With patient 1, engagement was immediate. Although initiating metformin effectively lowered his overall glucose levels throughout the day, the notable reductions in glycemic spikes and rapid improvement in TIR suggests that he quickly recognized the causes and effects of his eating pattern and physical activity level and responded appropriately with significant lifestyle changes. Moreover, given his significant improvement in overall diabetes management and his affinity for using health technologies, it is likely that he will persist in using CGM.
With patient 2, we recognized his need for ongoing follow-up, education, and reassurance. We were able to provide this with two telehealth visits with the DCES and frequent messaging during his first month of diabetes care, which reinforced his successes and kept him engaged with his diabetes self-management.

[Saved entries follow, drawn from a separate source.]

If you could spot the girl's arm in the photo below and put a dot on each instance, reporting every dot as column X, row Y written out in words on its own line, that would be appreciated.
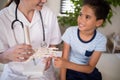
column 65, row 54
column 85, row 68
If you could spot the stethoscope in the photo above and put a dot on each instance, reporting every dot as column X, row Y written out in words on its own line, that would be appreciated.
column 43, row 44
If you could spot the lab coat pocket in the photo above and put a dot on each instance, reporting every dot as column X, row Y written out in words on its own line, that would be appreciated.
column 88, row 53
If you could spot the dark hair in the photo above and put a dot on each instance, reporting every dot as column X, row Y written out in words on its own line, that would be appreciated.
column 100, row 7
column 10, row 1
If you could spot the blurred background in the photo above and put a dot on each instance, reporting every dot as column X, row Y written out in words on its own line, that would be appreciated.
column 59, row 7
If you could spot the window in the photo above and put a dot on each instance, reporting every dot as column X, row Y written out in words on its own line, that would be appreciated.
column 66, row 5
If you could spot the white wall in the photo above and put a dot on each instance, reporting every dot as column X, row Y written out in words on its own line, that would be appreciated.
column 115, row 26
column 54, row 5
column 107, row 30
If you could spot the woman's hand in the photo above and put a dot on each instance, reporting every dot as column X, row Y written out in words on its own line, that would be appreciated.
column 48, row 61
column 18, row 53
column 60, row 62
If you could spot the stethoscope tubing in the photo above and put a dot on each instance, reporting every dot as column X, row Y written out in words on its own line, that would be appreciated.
column 16, row 20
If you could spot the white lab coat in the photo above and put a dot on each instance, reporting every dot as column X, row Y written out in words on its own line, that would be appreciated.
column 13, row 70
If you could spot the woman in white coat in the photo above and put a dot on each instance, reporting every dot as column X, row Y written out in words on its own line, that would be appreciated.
column 41, row 21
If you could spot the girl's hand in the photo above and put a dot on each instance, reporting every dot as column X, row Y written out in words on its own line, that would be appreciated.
column 59, row 62
column 48, row 61
column 18, row 53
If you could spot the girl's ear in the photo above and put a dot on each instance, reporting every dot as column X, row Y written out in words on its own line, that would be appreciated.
column 99, row 22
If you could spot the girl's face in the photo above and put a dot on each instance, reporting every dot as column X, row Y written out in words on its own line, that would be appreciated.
column 35, row 4
column 87, row 19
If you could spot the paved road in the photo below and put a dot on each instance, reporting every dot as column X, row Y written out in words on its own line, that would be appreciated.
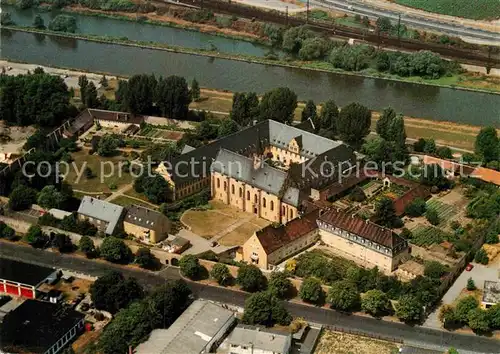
column 410, row 19
column 417, row 336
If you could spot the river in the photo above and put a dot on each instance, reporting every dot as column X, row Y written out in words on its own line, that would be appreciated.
column 415, row 100
column 145, row 32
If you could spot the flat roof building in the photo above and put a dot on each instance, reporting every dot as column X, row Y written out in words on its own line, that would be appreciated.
column 250, row 339
column 200, row 329
column 39, row 327
column 22, row 279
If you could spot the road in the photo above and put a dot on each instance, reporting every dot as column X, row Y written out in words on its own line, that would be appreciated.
column 412, row 20
column 416, row 336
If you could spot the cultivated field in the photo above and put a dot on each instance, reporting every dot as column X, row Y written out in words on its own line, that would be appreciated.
column 477, row 10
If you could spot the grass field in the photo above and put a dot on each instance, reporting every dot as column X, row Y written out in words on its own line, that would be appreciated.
column 477, row 10
column 99, row 166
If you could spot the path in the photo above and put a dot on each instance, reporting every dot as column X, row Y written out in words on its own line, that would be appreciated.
column 479, row 274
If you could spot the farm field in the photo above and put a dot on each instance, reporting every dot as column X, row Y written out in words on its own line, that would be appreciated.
column 477, row 10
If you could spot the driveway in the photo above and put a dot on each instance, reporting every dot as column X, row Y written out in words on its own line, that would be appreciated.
column 479, row 274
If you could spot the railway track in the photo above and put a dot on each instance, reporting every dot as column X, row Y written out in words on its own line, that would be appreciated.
column 464, row 55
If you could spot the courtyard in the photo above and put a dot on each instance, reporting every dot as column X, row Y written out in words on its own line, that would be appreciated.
column 223, row 224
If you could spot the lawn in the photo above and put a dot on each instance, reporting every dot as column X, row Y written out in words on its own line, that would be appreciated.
column 480, row 9
column 101, row 167
column 343, row 343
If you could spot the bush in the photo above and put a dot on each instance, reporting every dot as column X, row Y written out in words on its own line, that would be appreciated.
column 432, row 216
column 220, row 272
column 311, row 291
column 115, row 250
column 251, row 279
column 481, row 257
column 63, row 23
column 416, row 208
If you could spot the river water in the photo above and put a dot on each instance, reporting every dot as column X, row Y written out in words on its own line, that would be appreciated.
column 132, row 30
column 415, row 100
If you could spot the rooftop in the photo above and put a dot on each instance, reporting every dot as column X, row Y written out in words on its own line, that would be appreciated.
column 491, row 293
column 260, row 338
column 34, row 326
column 101, row 210
column 144, row 217
column 191, row 332
column 273, row 238
column 24, row 273
column 364, row 228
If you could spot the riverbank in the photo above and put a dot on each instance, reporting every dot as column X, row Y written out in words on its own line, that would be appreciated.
column 456, row 135
column 466, row 82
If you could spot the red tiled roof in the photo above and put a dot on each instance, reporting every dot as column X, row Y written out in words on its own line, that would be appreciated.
column 273, row 238
column 360, row 227
column 417, row 192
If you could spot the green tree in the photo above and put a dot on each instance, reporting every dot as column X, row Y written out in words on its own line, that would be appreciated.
column 416, row 207
column 344, row 296
column 309, row 111
column 328, row 116
column 487, row 144
column 481, row 256
column 433, row 269
column 464, row 306
column 173, row 97
column 22, row 198
column 432, row 216
column 384, row 24
column 471, row 285
column 353, row 123
column 384, row 123
column 311, row 291
column 35, row 237
column 112, row 292
column 251, row 279
column 49, row 197
column 478, row 320
column 278, row 104
column 38, row 22
column 191, row 267
column 409, row 309
column 86, row 245
column 145, row 259
column 63, row 23
column 115, row 250
column 195, row 90
column 279, row 285
column 263, row 308
column 227, row 127
column 385, row 212
column 220, row 272
column 375, row 302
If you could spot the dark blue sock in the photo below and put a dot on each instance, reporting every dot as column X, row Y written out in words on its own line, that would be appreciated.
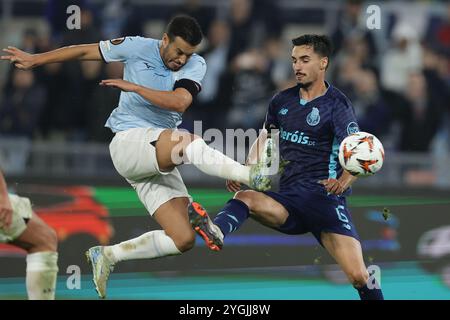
column 232, row 216
column 365, row 293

Use of CGM data is an essential component of our approach to care. As we have seen with our patients, CGM facilitates their understanding of diabetes and promotes needed changes in their lifestyle behaviors in addition to providing our team with meaningful information to guide therapy decisions. The patients described here traditionally would have required multiple medications and/or insulin, but with the use of this care model, they achieved optimal glycemic control within 2 weeks with metformin alone by incorporating CGM into their regimens.

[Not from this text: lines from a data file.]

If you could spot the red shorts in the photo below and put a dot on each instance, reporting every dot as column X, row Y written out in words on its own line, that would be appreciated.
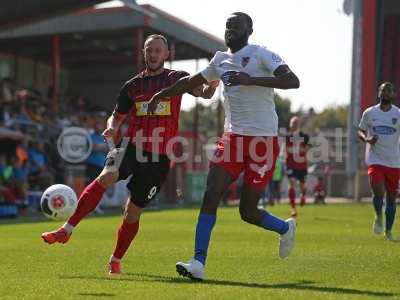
column 255, row 156
column 389, row 176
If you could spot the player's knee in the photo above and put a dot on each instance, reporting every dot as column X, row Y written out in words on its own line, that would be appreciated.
column 107, row 178
column 132, row 212
column 248, row 216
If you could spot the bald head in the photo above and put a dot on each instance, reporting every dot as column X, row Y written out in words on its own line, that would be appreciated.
column 386, row 92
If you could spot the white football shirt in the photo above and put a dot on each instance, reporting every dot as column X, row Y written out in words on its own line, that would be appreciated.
column 386, row 125
column 249, row 110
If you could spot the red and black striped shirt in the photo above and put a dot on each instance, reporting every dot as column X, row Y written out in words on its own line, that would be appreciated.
column 161, row 126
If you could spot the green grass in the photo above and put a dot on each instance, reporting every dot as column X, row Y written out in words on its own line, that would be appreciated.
column 336, row 257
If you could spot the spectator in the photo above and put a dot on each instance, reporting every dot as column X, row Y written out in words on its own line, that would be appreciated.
column 40, row 175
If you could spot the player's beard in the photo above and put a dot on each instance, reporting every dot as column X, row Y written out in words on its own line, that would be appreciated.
column 235, row 43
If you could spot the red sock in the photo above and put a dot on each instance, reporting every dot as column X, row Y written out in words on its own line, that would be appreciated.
column 292, row 197
column 87, row 202
column 126, row 233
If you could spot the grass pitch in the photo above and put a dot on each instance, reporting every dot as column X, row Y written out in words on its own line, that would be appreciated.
column 336, row 257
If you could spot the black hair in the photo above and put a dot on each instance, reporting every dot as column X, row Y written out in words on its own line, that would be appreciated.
column 157, row 36
column 248, row 19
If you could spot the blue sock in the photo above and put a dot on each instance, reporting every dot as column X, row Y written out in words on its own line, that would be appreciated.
column 390, row 213
column 270, row 222
column 204, row 227
column 378, row 203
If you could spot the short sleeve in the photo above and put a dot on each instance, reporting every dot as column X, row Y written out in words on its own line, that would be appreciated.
column 364, row 121
column 210, row 72
column 179, row 74
column 270, row 60
column 124, row 103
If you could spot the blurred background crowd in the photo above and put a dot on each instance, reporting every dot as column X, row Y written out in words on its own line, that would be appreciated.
column 29, row 130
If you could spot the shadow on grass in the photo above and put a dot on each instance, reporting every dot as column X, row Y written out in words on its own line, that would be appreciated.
column 96, row 295
column 302, row 285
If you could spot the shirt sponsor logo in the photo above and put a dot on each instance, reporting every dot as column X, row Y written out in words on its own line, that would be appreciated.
column 384, row 130
column 245, row 61
column 276, row 58
column 163, row 109
column 226, row 76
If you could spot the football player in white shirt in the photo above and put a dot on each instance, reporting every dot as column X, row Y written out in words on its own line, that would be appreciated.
column 380, row 129
column 249, row 144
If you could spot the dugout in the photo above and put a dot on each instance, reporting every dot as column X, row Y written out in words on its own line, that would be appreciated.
column 93, row 51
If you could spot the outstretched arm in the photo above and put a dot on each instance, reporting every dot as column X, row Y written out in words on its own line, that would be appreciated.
column 183, row 85
column 284, row 79
column 362, row 135
column 206, row 90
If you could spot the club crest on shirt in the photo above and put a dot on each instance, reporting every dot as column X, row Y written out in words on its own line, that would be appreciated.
column 245, row 61
column 276, row 58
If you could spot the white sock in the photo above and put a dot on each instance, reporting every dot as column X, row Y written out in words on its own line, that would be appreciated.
column 113, row 258
column 68, row 227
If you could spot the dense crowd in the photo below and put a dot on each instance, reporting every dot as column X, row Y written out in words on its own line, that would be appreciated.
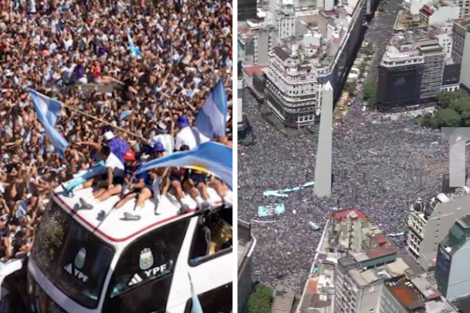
column 148, row 97
column 380, row 167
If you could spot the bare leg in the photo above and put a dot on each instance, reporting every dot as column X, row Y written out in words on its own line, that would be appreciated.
column 144, row 195
column 219, row 187
column 126, row 199
column 188, row 185
column 179, row 189
column 109, row 193
column 203, row 191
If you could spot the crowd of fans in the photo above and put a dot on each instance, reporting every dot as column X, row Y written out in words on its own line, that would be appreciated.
column 379, row 167
column 79, row 53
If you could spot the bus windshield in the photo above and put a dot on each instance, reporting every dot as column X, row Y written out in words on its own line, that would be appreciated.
column 71, row 257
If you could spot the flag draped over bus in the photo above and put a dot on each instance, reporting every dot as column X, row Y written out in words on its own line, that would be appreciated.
column 48, row 111
column 210, row 157
column 212, row 118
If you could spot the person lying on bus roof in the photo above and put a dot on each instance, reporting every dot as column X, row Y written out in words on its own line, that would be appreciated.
column 173, row 182
column 143, row 187
column 195, row 183
column 106, row 182
column 130, row 167
column 222, row 190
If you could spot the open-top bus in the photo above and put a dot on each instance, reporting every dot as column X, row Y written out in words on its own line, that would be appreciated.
column 82, row 262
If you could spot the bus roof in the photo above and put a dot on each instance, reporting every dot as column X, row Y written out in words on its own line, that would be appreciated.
column 114, row 228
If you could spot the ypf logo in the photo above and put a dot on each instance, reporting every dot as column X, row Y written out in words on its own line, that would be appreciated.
column 457, row 138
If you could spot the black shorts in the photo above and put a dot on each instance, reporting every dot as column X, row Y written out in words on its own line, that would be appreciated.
column 198, row 178
column 175, row 177
column 117, row 180
column 138, row 191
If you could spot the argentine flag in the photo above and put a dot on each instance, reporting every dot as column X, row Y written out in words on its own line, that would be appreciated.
column 48, row 111
column 212, row 118
column 134, row 50
column 210, row 157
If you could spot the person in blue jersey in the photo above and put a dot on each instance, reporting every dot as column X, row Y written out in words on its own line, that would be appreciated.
column 138, row 186
column 118, row 146
column 108, row 181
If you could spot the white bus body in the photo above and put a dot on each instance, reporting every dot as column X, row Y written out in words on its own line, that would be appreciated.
column 147, row 261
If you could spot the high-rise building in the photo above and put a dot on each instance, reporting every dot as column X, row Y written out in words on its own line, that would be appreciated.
column 246, row 10
column 410, row 73
column 461, row 49
column 246, row 245
column 452, row 266
column 412, row 295
column 429, row 223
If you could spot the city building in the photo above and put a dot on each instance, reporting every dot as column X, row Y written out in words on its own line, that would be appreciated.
column 461, row 49
column 242, row 120
column 452, row 266
column 359, row 277
column 246, row 10
column 411, row 72
column 321, row 51
column 429, row 223
column 255, row 40
column 246, row 245
column 404, row 294
column 439, row 12
column 443, row 33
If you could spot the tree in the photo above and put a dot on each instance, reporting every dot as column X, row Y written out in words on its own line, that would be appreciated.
column 445, row 98
column 260, row 300
column 352, row 89
column 370, row 92
column 446, row 118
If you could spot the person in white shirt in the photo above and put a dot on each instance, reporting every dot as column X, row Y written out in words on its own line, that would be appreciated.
column 109, row 182
column 164, row 138
column 188, row 136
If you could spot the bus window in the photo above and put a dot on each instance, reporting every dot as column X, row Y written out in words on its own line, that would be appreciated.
column 213, row 236
column 218, row 300
column 71, row 257
column 141, row 281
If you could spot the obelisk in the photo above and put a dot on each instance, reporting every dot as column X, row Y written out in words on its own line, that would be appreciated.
column 325, row 139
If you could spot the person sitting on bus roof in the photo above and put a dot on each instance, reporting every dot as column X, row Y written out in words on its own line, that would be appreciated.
column 142, row 189
column 195, row 183
column 130, row 167
column 222, row 190
column 118, row 146
column 174, row 181
column 107, row 182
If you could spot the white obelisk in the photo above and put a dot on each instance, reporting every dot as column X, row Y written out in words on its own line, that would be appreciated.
column 325, row 139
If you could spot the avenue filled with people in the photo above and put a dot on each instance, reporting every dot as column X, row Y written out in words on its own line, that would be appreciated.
column 132, row 78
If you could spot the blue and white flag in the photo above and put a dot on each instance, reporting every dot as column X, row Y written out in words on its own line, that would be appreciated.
column 48, row 111
column 196, row 307
column 209, row 157
column 212, row 118
column 134, row 50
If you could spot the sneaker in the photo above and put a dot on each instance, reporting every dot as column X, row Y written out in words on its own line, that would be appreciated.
column 66, row 191
column 183, row 209
column 85, row 205
column 213, row 205
column 131, row 217
column 205, row 206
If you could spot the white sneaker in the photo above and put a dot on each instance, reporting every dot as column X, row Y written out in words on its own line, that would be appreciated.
column 228, row 201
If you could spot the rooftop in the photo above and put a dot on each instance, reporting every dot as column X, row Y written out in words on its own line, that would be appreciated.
column 406, row 295
column 343, row 214
column 114, row 228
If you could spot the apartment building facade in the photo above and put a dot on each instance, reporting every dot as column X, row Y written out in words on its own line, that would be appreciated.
column 298, row 70
column 429, row 223
column 452, row 274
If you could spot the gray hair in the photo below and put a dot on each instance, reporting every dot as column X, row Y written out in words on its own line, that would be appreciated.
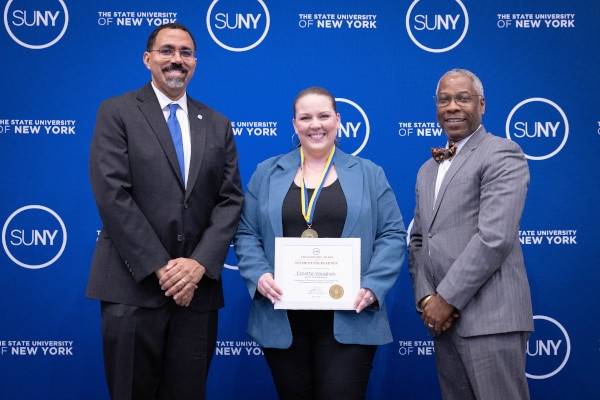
column 477, row 85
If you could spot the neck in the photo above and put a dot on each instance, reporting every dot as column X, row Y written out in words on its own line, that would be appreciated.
column 316, row 161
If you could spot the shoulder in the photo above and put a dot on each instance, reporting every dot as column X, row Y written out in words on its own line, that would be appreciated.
column 493, row 144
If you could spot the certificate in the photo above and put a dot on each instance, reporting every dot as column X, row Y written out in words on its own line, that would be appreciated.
column 317, row 273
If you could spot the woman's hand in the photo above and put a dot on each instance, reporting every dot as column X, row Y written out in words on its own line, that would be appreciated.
column 268, row 288
column 364, row 299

Based on our experiences, we believe that CGM should be an integral part of the treatment algorithm for individuals with type 2 diabetes regardless of their treatment regimen. Unfortunately, many individuals with diabetes who are treated with nonintensive therapies are denied access to CGM because of overly restrictive insurance coverage policies. Given the significant and increasing worldwide prevalence of type 2 diabetes, it only makes sense that current and future diabetes technologies be made available to all people with diabetes regardless of type and therapy.
Article Information
Acknowledgments
The authors thank Christopher G. Parkin, MS, of CGParkin Communications, Inc., for his assistance in developing this article.
Funding
Abbott Diabetes Care provided funding for the development of this article.
Duality of Interest
S.R. receives speaker fees from Dexcom. J.L.H. receives speaker fees from Dexcom and Eli Lilly. No other potential conflicts of interest relevant to this article were reported.
Author Contributions
S.R. and C.C.W. conceptualized the article and contributed to writing, reviewing, and editing the manuscript. All authors curated the data. S.R. is the guarantor of this work and, as such, takes responsibility for the integrity of the data and the accuracy of the information included in the article.